North Korea's Lessons for (Not) Building an Atomic Bomb
Nuclear weapons are hard to build for managerial reasons, not technical ones. This is why so few authoritarian regimes have succeeded: they don’t have the right culture or institutions. When it comes to Iran’s program, then, the United States and its allies should get out of the way and let Iran’s worst enemies -- its own leaders -- gum up the process on their own.
The Tongch'ang-ni rocket launch facility in North Korea. (Courtesy Reuters)

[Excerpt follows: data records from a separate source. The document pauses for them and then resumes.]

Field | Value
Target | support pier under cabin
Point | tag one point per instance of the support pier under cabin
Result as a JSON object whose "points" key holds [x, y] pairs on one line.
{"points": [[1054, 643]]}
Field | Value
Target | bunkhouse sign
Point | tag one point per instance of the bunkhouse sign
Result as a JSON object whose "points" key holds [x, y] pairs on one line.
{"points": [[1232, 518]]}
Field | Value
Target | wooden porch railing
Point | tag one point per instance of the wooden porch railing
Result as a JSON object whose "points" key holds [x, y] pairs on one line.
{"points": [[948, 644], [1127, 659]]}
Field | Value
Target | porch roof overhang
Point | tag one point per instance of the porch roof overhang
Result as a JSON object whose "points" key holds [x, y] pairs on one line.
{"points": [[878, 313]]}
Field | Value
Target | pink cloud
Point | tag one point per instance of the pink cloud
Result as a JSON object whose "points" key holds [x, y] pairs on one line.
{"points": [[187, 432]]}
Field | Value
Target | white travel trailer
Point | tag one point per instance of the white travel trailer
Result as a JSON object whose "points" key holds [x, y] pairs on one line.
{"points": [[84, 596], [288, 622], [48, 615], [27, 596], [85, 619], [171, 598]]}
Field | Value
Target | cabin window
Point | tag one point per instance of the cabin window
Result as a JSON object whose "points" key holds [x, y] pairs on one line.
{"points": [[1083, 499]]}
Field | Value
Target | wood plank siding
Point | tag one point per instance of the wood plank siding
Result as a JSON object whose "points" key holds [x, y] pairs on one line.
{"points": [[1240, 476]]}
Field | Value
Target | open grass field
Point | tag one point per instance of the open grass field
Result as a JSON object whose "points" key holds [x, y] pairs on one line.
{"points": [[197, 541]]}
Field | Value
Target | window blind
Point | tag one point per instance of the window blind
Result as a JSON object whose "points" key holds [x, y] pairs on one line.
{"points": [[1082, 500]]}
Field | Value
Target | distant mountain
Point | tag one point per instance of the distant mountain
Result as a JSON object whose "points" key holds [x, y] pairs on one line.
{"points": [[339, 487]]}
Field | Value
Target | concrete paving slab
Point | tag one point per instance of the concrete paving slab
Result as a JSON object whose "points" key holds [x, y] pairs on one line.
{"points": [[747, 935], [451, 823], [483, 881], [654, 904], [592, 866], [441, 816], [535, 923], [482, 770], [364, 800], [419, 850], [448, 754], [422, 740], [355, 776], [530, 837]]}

The dismal failure of North Korea's April 13 long-range missile test -- it broke into pieces after 81 seconds of flight time -- has also exposed the poverty of standard proliferation analyses. In the days leading up to the test, most commentators apparently took Pyongyang's technological forward march for granted. Even the more sober voices evinced little doubt that this test would go at least as well as the country's 2009 effort, which managed to put a rocket into flight for about fifteen minutes before it malfunctioned. Meanwhile, other technical experts regaled readers with tales of the "emerging" bona fide North Korean intercontinental ballistic missile force, which might soon be able to target the continental United States. And there were renewed calls for the United States and its East Asian allies to embrace the "Israeli option": pre-emptive military strikes against North Korean strategic weapons facilities. The actual results of the test, however, demonstrate that the analysts' nightmare scenarios were hardly more credible than North Korea's own propaganda volleys.